Alguns anos depois, na eleição do Brasil para sediar os Jogos olímpicos de 2016... chorou bastante e disse que “o mundo reconheceu a vez do Brasil”.. ótimo, todos ficaram comovidos com ele, que meigo, um presidente que não tem vergonha de chorar!

            Depois Lula chorou na FIESP ao falar do seu vice, José Alencar dizendo “foi uma dádiva de deus ter te encontrado”. Que lindo, fiquei comovido... um presidente que chora ao se referir ao vice.  Sem esquecer que ele também chorou em uma entrevista para o programa ‘Hoje em Dia’ da RedeTv! ao lembrar da primeira esposa, mineira... aí fiquei apaixonado pelo Lula! Além de ser presidente, não ter vergonha de chorar em cadeia internacional pelas olimpíadas, não ter vergonha de chorar pelo vice, também é romântico!

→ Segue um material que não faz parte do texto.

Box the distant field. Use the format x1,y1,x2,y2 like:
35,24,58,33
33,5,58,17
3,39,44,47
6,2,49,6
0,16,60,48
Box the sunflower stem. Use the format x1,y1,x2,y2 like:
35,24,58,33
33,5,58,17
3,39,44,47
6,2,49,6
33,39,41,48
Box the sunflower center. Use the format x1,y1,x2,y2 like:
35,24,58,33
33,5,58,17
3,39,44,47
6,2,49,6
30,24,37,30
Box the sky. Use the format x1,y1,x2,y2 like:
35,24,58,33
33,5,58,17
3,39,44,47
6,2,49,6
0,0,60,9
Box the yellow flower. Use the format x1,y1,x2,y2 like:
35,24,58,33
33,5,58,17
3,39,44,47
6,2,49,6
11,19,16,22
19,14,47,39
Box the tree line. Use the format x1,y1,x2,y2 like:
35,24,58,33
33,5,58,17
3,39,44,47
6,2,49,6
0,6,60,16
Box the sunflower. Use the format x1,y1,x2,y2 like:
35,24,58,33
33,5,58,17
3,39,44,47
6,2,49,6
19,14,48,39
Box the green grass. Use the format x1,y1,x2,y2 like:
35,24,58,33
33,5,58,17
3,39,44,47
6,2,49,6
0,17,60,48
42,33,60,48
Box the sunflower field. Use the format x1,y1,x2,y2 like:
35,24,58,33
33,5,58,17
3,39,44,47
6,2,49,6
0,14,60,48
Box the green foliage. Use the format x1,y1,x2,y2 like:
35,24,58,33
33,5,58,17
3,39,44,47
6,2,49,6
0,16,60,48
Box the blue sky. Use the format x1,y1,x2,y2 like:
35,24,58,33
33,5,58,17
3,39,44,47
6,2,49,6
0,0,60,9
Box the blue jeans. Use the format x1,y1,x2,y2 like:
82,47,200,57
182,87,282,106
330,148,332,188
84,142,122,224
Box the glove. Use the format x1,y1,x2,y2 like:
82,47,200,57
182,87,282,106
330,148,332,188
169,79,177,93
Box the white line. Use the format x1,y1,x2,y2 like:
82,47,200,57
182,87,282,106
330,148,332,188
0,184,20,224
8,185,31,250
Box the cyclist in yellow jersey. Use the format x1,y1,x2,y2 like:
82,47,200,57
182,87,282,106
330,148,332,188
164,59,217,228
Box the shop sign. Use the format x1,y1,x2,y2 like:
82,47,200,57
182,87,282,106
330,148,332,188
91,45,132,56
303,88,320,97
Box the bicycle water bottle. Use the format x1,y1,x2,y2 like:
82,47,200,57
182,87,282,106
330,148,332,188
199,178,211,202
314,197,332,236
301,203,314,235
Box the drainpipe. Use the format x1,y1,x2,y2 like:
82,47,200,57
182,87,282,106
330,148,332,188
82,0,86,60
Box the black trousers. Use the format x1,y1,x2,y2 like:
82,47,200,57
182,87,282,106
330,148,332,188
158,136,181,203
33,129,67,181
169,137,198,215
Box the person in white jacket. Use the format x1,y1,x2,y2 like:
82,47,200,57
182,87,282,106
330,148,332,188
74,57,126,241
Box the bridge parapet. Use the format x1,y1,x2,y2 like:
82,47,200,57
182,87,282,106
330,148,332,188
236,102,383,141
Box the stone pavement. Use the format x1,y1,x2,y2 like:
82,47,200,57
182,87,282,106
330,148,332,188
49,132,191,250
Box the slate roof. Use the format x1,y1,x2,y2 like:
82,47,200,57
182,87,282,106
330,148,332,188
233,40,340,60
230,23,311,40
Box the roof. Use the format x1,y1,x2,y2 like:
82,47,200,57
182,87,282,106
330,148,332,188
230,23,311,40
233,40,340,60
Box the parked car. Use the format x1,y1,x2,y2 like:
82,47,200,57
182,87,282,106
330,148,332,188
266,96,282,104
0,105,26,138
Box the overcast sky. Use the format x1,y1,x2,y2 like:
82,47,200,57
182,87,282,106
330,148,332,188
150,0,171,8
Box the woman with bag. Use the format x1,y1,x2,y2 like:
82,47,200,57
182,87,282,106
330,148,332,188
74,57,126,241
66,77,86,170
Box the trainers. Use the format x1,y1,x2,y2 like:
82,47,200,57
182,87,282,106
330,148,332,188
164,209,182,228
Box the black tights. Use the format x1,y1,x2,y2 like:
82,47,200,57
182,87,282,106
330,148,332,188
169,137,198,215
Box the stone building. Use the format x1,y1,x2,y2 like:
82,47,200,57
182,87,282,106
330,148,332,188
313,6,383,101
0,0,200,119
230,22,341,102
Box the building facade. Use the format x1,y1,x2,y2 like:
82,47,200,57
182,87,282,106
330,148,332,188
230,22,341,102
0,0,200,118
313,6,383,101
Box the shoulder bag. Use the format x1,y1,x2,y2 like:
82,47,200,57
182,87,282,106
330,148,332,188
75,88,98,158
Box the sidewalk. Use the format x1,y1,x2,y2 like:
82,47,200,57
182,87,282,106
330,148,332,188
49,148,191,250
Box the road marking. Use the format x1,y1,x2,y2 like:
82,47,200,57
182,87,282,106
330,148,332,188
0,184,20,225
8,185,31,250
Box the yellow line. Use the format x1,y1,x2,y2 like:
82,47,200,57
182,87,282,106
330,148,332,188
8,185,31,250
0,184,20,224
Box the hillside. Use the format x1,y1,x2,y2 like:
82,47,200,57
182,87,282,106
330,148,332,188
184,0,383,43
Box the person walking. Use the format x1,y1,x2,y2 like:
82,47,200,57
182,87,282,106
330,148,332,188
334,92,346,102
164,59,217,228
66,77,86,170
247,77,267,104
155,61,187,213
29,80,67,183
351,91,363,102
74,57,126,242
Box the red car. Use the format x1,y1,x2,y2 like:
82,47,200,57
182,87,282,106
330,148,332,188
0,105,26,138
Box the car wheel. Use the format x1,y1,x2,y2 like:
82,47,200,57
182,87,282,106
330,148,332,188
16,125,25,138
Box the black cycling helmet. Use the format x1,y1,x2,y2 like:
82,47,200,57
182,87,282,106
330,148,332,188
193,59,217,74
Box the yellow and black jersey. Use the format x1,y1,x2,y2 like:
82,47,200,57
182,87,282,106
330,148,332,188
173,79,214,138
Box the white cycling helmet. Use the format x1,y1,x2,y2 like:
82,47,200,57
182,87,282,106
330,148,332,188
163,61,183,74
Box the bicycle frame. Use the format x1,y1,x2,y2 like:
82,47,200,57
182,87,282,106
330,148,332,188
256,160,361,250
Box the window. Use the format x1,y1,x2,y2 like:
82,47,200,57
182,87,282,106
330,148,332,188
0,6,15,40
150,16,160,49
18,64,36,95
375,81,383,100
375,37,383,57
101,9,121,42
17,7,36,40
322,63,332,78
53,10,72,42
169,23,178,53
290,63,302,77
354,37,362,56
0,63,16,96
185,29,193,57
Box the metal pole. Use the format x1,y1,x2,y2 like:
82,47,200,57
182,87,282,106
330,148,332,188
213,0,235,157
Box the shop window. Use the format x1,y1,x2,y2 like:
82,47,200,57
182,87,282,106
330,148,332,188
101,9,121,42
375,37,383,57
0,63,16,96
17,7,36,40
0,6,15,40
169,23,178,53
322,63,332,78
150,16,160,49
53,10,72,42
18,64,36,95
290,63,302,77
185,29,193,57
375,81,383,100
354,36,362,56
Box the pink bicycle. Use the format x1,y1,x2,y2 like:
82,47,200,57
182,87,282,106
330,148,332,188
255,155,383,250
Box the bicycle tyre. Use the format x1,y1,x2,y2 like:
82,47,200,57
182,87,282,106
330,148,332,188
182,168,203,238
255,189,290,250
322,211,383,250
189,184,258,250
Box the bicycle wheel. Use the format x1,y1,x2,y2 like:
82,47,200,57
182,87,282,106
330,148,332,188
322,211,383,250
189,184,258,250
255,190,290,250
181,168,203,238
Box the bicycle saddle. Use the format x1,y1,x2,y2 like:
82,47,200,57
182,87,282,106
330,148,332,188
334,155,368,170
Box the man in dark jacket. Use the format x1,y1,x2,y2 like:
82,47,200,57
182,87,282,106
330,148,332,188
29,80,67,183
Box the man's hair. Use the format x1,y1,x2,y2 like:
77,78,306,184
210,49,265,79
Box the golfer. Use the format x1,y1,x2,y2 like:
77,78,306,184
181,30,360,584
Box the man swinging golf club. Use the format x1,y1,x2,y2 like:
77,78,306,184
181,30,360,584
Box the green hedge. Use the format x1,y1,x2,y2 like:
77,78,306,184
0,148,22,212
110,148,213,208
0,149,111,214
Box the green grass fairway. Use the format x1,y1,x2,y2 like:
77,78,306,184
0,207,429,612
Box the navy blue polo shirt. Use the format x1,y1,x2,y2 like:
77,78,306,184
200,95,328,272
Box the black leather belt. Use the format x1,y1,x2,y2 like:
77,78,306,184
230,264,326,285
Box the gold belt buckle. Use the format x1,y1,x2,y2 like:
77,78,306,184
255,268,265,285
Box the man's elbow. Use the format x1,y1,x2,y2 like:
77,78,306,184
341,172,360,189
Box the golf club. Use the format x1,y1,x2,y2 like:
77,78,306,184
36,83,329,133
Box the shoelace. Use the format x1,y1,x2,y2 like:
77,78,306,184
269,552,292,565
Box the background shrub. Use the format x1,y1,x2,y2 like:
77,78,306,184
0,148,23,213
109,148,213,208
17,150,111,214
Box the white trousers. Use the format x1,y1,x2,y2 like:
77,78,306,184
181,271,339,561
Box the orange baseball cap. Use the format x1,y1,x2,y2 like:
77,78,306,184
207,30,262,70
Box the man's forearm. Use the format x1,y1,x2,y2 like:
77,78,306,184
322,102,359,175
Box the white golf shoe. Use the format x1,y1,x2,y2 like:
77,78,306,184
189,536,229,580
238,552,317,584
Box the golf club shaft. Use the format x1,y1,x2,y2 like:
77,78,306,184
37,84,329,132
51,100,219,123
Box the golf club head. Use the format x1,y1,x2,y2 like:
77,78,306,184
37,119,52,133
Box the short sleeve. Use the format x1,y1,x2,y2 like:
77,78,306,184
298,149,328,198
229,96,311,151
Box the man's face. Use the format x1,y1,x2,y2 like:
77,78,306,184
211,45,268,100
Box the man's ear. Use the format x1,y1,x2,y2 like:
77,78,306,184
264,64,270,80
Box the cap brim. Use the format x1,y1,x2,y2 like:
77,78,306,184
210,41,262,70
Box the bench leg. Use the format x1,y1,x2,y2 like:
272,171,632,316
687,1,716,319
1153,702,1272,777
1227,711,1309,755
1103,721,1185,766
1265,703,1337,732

Com certeza é o homem que toda dona de casa gostaria de ter.
 

            Em novembro, na Bahia, foi as lágrimas com um estudante da sétima série, quilombola, após o menino ter ganhado um certificado de uma redação sobre Zumbi dos Palmares... nossa, ele é um populista pai!

            No dia primeiro do ano de 2010, fora lançado um filme sobre sua vida “Lula, o filho da mãe do Brasil”... nem preciso dizer que o homem chorou ao ver sua vida na tela... e mais uma vez... além de presidente, é sensível, romântico, ‘diplomado’, ’pai do povão’, tem um filme sobre ele, se auto-intitula portador do “vírus da paz”... que vergonha alheia! Cansei, daqui a pouco vou começar a chorar também.


            Como se não bastasse um bebê desses, eis que vemos no Rio a moda pegando com nosso digníssimo Governador Sergio Cabral, que foi aos prantos com a ‘covardia’ que fizeram com os cofres o Estado do Rio de Janeiro na divisão dos Royalties do Pré-Sal... o bolso Estado deixa de arrecadar bilhões com a nova proposta de divisão. O homem chorou como criança para defender a baba que ganharia seu povo fluminense! E não fica por aí não... se o bebê chorou e não deram chupeta, bebê vai fazer pirraça!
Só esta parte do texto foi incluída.